Un ejemplo de la primera línea táctica: el «Proyectante de sombra» presentado en Iluminaciones Profanas. El experimento muestra el carácter no dado -o no pleno- del sentido en la palabra, en el significante, y su supeditación a un proceso interminable de lectura que de modo inexorable aplaza, distorsiona y posteriza toda producción de significancia, toda eficacia de la representación. El registro de la escritura -como lugar de materialización del significante- es revelado como anverso específico del orden (presuntamente inmaterial, flatus vocis) del logos, y como tal es objeto de construcción específica en tanto mero efecto de la luz. No olvidemos que la luz -bajo los presupuestos de trabajo del laboratorio: ser es parecer- da cuerpo a todo producirse del espíritu en el mundo: no existe otra materia que ella, o no se considera -si toda situación de laboratorio consiente el establecimiento de variables de control, en el caso del Laboratorio de Luz el control establece precisamente este postulado de fijación de objeto. Existe entonces un primer momento del proceso, la escritura, la inscripción del grafo -del gramma-, pero esa escritura no «pone» en sí misma otra cosa que un puro «efecto» (en este caso un efecto visual), un testimonio de intenciones, registra el rastro de una pura «voluntad de decir», expresa ese que Lacan llamaba el vicio radical -la «transmisión del sentido». Lo que la pieza pone en evidencia es que esa primera fase no cumple tal transmisión -que en ella se mantendría totalmente incumplida, como un proceso interrumpido, como un vicio insatisfecho.
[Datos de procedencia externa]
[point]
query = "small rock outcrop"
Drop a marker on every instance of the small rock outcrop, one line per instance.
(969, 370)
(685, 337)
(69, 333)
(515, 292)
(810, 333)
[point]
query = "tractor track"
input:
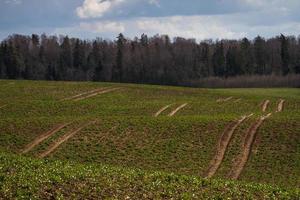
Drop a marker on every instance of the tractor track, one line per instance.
(265, 105)
(222, 146)
(242, 159)
(280, 105)
(63, 139)
(96, 93)
(177, 109)
(161, 110)
(43, 137)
La transmisión del sentido no ha hecho entonces sino comenzar, y disparar la puesta en funcionamiento de un proceso interminable de lectura. Media entonces, y en primer lugar, la intercesión de un segundo sujeto, el espectador, y media además su propio trabajo de interpretación, de desciframiento. Éste no es en ningún caso directo, inmediato. El sentido no se efectúa en su propia captura como un «eco» cerrado y equivalente, en términos de repetición exacta. Sino que el espectador resuena o vibra como una membrana lejana, por simpatía -y no por estricta reflexión. Sin duda él captura algo: pero no es tanto repetición como diferencia -tanto más cuanto que además se efectúa «en diferido». La producción del sentido no es pura repetición, pura ecuación. Sino esa pequeña distorsión que trasforma un sumatorio cerrado en terreno de aparición súbita de algo que no estaba: juego de pensamiento. Leer -y esto ya lo advertía Benjamin- se parece más de lo que se cree a alucinar. En el fondo, aquel personaje delirante que creía poder aprender un idioma desconocido sólo fijando obsesivamente su mirada en una página en él escrita se parece demasiado a nosotros mismos. A cada uno de nosotros.
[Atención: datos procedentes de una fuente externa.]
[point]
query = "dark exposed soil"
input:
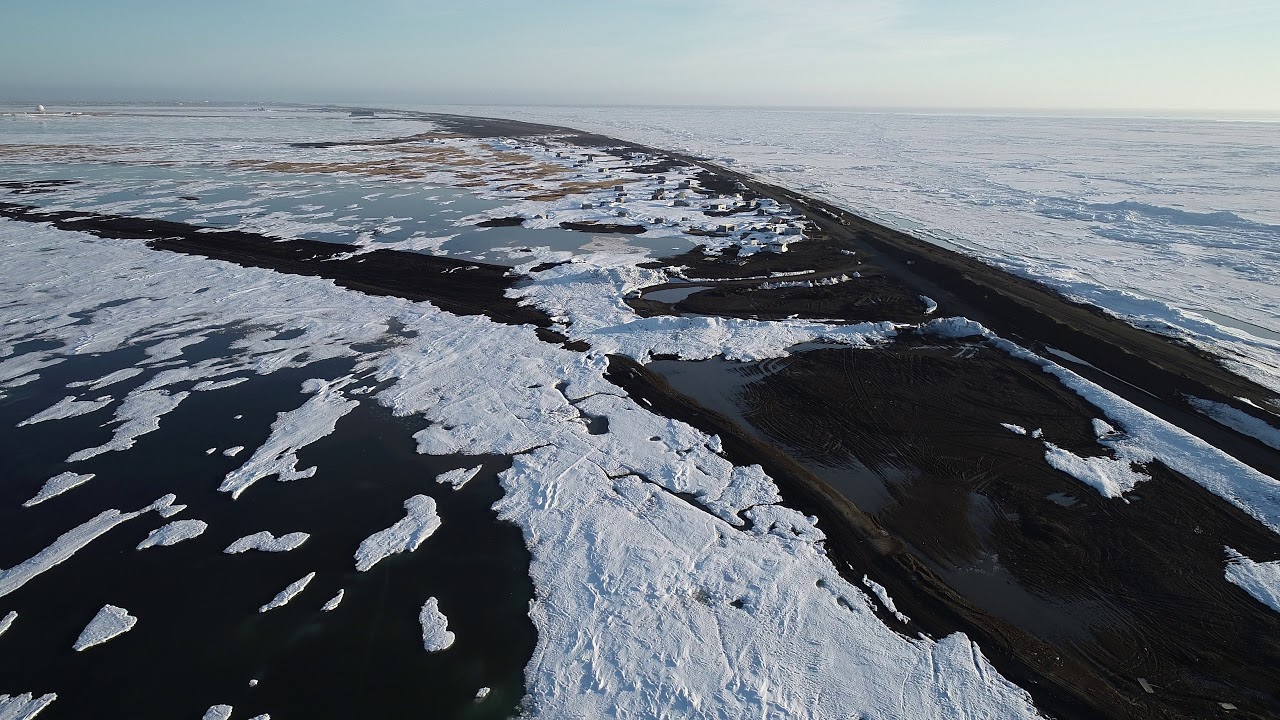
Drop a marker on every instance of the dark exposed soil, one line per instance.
(515, 222)
(1073, 596)
(604, 228)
Cuando el espectador fija su mirada en «Proyectante de sombra» pone, en primer lugar, en marcha la máquina alucinatoria. Se abre entonces un apasionante reloj de tiempos: un tiempo de iluminación, de súbita irrupción de la claridad. El tiempo del significante. El tiempo de la presencia estricta de su pura materialidad. Con su preclaridad, esa presencia nítida del significante impresiona nuestra retina, y obliga allí a un rápido inicio de los juegos del desciframiento -que ya son juegos de memoria, juegos de reconocimiento, juegos de identificación. Esta letra, esta palabra, estos signos, cada efecto recuerda a otro … y ese juego de memorias retenidas que se proyecta (como una sombra) sobre lo que el espectador percibe -es lo que le permite leer. La lectura es un juego de reconocimiento de la identidad en la diferencia. Todo conocer lo es. Y dado que la repetición, como tal, no existe, todo conocer es puramente aproximativo, interpretativo. Eso dice la pieza, el texto en ella escrito. El tiempo de la lectura es siempre un tiempo inventivo, productivo, poético. Proyectante de sombra viene a recordárnoslo, por si el hábito de relacionarnos sin asombro con el mundo -nos lo había hecho olvidar …
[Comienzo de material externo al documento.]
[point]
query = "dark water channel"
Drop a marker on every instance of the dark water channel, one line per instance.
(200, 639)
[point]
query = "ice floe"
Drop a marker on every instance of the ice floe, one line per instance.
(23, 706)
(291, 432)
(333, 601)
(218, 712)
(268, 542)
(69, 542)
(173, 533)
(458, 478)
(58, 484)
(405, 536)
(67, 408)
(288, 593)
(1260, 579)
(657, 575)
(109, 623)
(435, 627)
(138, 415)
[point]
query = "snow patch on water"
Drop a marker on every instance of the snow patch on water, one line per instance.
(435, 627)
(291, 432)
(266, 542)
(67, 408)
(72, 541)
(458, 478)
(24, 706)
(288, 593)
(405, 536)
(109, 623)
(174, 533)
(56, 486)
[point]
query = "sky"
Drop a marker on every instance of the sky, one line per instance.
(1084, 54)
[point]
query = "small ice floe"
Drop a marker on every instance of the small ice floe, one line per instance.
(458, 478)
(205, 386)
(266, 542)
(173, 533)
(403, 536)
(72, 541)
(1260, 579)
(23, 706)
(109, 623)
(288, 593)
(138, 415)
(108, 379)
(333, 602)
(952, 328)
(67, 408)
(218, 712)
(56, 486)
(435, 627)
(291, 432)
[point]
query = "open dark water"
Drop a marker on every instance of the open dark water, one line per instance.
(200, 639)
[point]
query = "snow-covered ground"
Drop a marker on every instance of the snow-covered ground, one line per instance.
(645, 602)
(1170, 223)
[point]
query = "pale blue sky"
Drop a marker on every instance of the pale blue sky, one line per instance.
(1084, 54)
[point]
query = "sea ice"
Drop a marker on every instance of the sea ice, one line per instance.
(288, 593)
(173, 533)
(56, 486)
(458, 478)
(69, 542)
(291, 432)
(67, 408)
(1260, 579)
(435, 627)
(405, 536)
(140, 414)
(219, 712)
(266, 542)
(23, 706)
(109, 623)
Segunda máquina que nos parece imprescindible considerar: «continuidad indivisible de cambio». Estamos, en primer lugar, ante un appareil de capture, ante una máquina de guerra. Todas las categorías que estructuran el conocer -que establecen sus condiciones de posibilidad, diría un kantiano- son aquí puestas en suspenso. La cámara es un inconsciente activo, que no trabaja para una escena segunda, no es el instrumento «de nadie». No hay una -digamos- conciencia trascendental aquí, sino como mucho una «inconsciencia» trascendental. O lo que es lo mismo, una consciencia sólo inmanente a sí misma. Es preciso pensar en esta pieza -en todo el experimento que la precede, cuando menos- de esa forma. No como en un instrumento que media la mirada de alguien. Sino como una máquina que, ella misma, se dedica a «mirar», de acuerdo con una lógica autónoma y propia. Sólo en una segunda fase, cuando la cámara invierte el proceso y la imagen capturada es devuelta hacia el afuera, la máquina consiente -y en cierta forma responde a- nuestra presencia. Pero ni aún entonces ella trabaja «para nosotros» (en su recorrido nos barrería como barre a cualquier otro objeto: no define un lugar «para el espectador», al que no le queda sino ir huyendo, desplazarse al compás que ella administra). No hay -como diría Sartre- nunca una «posicionalidad» de la consciencia. Sino más bien un estar ahí que captura y refracta, refleja, devuelve, comunica. Un estar ahí que no supone un estar separado, un ser «sustancia pensante» frente a la «extensa». En definitiva: estamos frente a una máquina que en su opticidad inconsciente se autoproduce a sí misma como un eficiente «operador de conciencia», de conocimiento -manifestada ésta en última instancia como instrumento efectivo de registro y «memorización» activa de la luz, de ésta en cuanto rastro del acontecimiento.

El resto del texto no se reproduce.